Heightened political risks come on top of Iraq’s already shaky macroeconomic fundamentals
The economic activity, public finances and current account receipts are overreliant on the hydrocarbon sector, which leads to significant macroeconomic volatility. A situation that is further exacerbated by procyclical policies. Looking ahead, despite the urgency to diversify the oil-dependent economy, as oil demand is set to peak, no concrete measures have been taken so far. Moreover, the approved three-year expansionary fiscal budget is expected to add to the country’s economic woes by putting renewed pressure on public finances. According to estimates, Iraq would run large overall fiscal deficits under the new budget, starting from next year. The expansionary fiscal policy is expected to lead to a surge in public debt levels, from 44.9% of GDP in 2022 to 61.4% of GDP in 2025 – which are important levels for a country with weak macroeconomic fundamentals. More worryingly, the public wage bill is expected to increase significantly given a projected increase in public sector hiring. It is worth noting that Iraq already has one of the highest levels of public employment in the whole region. In this perspective, the plan, besides increasing the vicious cycle of economic dependency on hydrocarbon markets, could further complicate the ability of Iraqi authorities to implement structural fiscal reforms without fuelling social tension.

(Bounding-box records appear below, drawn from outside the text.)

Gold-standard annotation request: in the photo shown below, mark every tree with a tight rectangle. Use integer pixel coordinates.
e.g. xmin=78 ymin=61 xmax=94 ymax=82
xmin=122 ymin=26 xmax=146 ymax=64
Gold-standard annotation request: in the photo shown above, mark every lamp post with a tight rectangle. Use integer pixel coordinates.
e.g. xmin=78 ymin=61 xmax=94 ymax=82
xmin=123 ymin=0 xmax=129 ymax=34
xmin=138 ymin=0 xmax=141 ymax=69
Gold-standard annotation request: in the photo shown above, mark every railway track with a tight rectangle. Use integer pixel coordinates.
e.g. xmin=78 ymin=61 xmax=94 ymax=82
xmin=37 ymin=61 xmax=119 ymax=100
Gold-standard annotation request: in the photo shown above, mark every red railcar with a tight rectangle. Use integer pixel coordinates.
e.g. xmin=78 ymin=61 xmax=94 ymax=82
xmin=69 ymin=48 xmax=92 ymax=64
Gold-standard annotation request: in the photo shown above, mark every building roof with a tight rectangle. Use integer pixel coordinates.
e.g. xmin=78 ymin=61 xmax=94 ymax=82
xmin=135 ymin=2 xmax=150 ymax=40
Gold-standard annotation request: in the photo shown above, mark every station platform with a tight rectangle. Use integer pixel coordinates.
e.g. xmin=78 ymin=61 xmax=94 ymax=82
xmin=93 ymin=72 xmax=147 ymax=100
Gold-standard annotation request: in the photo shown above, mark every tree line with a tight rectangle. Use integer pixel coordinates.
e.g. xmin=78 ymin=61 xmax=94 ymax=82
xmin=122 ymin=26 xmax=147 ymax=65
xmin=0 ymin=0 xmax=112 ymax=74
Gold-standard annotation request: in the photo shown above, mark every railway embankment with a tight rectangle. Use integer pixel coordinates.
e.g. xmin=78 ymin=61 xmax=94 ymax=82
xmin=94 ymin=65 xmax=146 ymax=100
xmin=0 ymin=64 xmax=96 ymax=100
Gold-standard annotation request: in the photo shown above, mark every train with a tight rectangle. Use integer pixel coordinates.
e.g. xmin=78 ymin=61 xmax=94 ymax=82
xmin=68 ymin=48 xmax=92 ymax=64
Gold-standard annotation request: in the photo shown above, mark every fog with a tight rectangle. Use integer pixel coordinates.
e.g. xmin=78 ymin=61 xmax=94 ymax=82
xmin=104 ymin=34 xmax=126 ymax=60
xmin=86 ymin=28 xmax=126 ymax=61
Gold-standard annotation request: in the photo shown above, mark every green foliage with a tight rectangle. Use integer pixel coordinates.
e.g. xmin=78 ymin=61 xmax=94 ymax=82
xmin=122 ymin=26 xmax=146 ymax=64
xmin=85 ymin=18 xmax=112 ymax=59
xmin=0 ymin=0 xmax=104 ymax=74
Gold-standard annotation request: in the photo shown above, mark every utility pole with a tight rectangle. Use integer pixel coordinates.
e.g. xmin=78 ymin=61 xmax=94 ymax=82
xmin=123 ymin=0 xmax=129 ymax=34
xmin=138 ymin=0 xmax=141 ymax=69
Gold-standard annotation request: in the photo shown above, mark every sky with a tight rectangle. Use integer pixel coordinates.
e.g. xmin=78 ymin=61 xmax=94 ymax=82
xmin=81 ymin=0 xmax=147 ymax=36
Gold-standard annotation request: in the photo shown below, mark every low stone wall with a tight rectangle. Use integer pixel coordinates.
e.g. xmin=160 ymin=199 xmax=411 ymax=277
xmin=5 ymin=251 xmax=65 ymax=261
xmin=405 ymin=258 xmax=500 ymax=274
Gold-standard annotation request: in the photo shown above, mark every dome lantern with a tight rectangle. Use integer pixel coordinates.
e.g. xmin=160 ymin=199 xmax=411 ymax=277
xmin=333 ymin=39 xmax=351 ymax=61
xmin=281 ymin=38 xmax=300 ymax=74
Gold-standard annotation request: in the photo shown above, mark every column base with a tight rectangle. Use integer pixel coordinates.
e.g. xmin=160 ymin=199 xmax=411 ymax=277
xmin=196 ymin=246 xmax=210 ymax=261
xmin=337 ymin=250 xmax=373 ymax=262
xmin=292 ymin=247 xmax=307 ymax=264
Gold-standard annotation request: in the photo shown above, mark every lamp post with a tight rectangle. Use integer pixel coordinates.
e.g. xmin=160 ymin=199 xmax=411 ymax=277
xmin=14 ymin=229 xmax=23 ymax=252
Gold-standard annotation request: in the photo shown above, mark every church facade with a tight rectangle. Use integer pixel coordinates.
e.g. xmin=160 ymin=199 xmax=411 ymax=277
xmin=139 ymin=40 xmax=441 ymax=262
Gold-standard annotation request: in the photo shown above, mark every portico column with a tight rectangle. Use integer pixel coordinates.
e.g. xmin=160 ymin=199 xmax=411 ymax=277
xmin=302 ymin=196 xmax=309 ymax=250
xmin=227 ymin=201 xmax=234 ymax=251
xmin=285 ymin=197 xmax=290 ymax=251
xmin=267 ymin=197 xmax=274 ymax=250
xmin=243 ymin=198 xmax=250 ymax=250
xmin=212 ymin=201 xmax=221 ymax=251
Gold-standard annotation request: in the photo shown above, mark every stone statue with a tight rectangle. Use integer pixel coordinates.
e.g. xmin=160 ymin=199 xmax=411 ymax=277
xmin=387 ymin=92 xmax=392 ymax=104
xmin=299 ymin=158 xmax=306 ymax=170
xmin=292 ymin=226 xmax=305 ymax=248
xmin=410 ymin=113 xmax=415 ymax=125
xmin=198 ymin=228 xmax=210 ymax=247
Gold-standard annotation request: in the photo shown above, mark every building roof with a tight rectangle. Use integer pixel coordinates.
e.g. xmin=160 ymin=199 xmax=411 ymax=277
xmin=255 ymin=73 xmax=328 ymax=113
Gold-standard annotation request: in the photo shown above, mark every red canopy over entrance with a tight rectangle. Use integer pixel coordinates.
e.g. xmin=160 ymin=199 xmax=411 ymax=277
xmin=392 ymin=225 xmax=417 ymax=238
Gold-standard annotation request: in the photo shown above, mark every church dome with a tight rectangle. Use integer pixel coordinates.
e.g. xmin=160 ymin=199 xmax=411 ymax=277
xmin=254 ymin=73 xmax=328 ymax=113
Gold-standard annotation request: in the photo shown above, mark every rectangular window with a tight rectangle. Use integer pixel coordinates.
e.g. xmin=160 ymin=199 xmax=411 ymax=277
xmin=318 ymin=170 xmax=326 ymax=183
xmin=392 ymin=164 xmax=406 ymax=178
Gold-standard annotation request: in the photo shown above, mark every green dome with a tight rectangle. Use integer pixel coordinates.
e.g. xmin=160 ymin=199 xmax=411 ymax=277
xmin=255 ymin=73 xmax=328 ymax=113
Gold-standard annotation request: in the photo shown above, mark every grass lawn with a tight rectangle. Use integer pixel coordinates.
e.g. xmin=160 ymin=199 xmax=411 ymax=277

While Iraq’s political situation was already very challenging, the Hamas-Israel conflict and heightened regional tensions could further destabilise the country as they fuel social unrest, increase insecurity and political instability and expose the country to far-reaching retaliatory measures by the USA and/or Israel. Credendo therefore decided to downgrade Iraq’s ST and MLT political risk classifications to category 7.